My voice cracked on the last word. Fucking pathetic. I was twenty-two years old and still begging for scraps of approval from a man who’d never had any to give.
“Because you’ll fail, like you always fail, and then where will I be? Without the heir I fucking need.”
He walked to the front of the desk, and my brain screamed at me to step back, to protect myself, but I stood my ground. I was taller than him now, stronger. My years of training for hockey had transformed my body into raw power.
It didn’t matter. It didn’t matter that I was plotting to take him down. It didn’t matter that I hated him with every inch of my being. I was still a child, standing in this same office while he explained exactly how I’d let him down.
“Someone’s been accessing files they shouldn’t,” he snarled.
“And I don’t have the time to figure out who the fuck is digging around in my financials and force my son to man the fuck up.
I’m done, Cole.” His voice went quiet, which was even worse than the yelling.
“You are going to straighten out and start acting like someone poised to inherit a business worth billions. Immediately.”
My chest tightened.
“Since nothing else seems to have gotten through to you, you are going to walk out of this office and call that new coach and quit the team.”
No. I screamed inside my head but couldn’t form the word on my hips.
Hockey was the only thing I’d ever been good at, the only place where I was Cole Carter the player, not Cole Carter the heir, the only place where my worth was measured in assists and goals instead of how much money I could make for my father.
“Or,” he continued with deliberateness, “I am going to ruin your friends.”
My blood went cold.
“Tristan Baptiste will lose his scholarship and his shot at an NHL contract. I’m sure the board would be very interested if I were to drop evidence in their laps of his illegal betting and throwing games.”
What? Tristan doesn’t gamble on games. He’s never— Oh. My father didn’t care about truth. This was about grinding me under his thumb and keeping me in line.
“And the girl? She’s going to lose everything.”
My hand flew to my chest before I could stop it, pressing against the sudden sharp pain blooming there. My heart hammered against my palm, each beat spelling out her name.
Eva. Eva. Eva.
My eyes shot to my father’s. “What does that mean, everything?”

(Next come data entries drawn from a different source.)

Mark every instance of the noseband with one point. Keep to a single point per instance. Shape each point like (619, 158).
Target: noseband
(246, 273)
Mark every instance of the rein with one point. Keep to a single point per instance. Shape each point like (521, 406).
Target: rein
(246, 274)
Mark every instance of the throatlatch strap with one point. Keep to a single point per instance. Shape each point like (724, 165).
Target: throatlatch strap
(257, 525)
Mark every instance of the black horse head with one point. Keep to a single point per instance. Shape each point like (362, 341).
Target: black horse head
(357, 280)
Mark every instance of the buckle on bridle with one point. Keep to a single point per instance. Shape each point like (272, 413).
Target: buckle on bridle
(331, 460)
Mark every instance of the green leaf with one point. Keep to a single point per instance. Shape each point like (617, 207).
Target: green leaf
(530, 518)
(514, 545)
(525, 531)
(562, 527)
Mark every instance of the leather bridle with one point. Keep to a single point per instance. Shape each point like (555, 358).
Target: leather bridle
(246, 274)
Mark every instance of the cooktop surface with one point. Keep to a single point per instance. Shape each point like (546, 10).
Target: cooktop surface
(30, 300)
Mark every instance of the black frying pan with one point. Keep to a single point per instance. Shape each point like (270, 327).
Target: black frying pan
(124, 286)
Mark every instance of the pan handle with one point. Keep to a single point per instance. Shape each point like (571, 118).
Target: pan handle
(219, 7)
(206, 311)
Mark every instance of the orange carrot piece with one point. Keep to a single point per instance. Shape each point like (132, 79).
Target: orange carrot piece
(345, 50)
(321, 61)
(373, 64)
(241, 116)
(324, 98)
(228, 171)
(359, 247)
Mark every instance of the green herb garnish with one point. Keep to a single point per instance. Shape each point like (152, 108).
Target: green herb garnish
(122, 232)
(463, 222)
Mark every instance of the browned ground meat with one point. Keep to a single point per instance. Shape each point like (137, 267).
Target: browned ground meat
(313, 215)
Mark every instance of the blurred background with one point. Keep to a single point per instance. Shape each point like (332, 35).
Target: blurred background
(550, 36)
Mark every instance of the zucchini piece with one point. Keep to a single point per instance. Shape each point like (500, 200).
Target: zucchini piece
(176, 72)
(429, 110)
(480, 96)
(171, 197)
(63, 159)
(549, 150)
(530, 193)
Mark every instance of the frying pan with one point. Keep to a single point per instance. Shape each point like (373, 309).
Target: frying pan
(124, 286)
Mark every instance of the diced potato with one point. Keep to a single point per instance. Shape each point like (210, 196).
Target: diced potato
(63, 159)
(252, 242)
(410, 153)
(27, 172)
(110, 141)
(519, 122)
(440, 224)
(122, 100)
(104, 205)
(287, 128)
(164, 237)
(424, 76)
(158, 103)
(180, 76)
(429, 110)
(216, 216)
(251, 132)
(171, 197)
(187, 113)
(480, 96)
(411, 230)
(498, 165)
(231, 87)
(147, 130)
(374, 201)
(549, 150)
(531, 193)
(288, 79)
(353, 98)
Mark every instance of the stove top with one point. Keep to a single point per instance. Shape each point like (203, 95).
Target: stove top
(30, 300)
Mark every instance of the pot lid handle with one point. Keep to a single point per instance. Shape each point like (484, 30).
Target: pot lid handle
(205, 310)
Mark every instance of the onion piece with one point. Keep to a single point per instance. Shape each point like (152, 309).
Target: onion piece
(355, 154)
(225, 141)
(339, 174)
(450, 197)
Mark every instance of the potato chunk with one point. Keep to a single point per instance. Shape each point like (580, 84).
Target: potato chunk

The question escaped before I could think better of it. He hadn’t admitted he was blackmailing her, that they had a relationship outside of his obvious hatred for the time I spent with her. Would he tip his hand now?
His eyes gleamed, dark and satisfied. He’d been waiting for me to ask. “You don’t rise to these heights without knowing who to call when you need someone hurt,” he said.
He’d destroy her.
“Dad, don’t.” My voice came out broken, hoarse. “Please.”
“Then you know what you need to do.”
He returned to his desk, settling into his chair with the satisfied air of a man who’d just closed a lucrative deal. When I didn’t move—couldn’t move, frozen in the wreckage of the future I’d been stupid enough to imagine—he turned to his monitor.
I stood there trembling, every muscle locked, transported back to being ten years old and standing in this same office while he explained why I needed to be better, stronger, more. Back when I still believed if I just tried hard enough, I could earn his love.
I knew better now.
But Eva didn’t deserve to pay for my weakness. Tristan didn’t deserve to lose everything he’d worked for. Even Alek, with his dark past and dangerous connections, didn’t deserve prison.
They didn’t deserve to suffer because I’d been selfish enough to want someone who was never mine to keep, who didn’t want me anyway.
My father glanced up, one eyebrow raised, as if surprised to find me still standing there. “You’re dismissed.”